See your system administrator to ensure the prerequisites are enabled and configured.
Where there is a card gallery, use the search bar to find specific cards based on title or field values.
To add a training:
- Press Tranings in the menu.
- In the Projects pane, select the destination project. Use the search box to find projects that are not listed. If you can't find the project, see your system administrator.
- In the Templates pane, select a template from the list. Use the search box to find templates that are not listed. If you can't find the specific template you need, see your system administrator.
- In the Training name pane, enter a name for the Traninng, then press continue.
- In the Environment pane select or create a new environment. Use the search box to find environments that are not listed.
- In the Compute resource pane, select resources for your tranings or create a new compute resource. Use the search box to find resources that are not listed. Press More settings to use Node Affinity to limit the resources to a specific node.
- In the Data sources pane, press add a new data source. For more information, see Creating a new data source When complete press, Create Data Source.
- When complete, press Create training.
The Trainings list contains a list of training jobs that you have created or have access to.
To manage your trainings:
- Press the 1. Press Tranings in the menu.
- Select a Training from the list.
- Choose from the following actions:
- Activate—activates the selected training job.
- Stop—stops the selected training job.
- Connect—connects to the training job's configured environment.
- Copy & edit—copies the details of the selected training job to a new training job.
- Delete—deletes the current training session.
- Show details—displays details about the training job.

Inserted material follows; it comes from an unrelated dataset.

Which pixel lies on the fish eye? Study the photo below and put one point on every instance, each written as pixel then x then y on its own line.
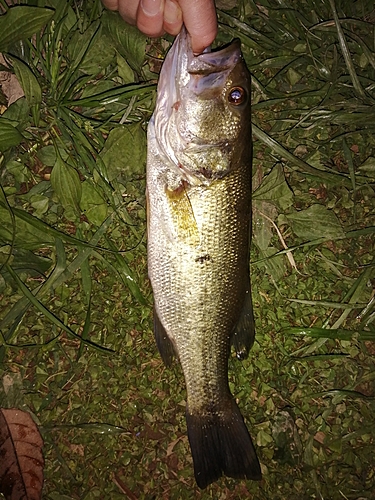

Training details are displayed using the Show details action. The details available per training job include;
- Event hostory—a graph of the job's status over time along with a list of events found in the log.
Metrics—a graph of available metrics for the job. Use the drop down select a date and a time slice. Metrics include:
- GPU utilization
- GPU memory useage
- CPU useage
- CPU memory useage
Logs—a log file of the current status. Use the download button to save the logs.
To hide the training details, press Hide details.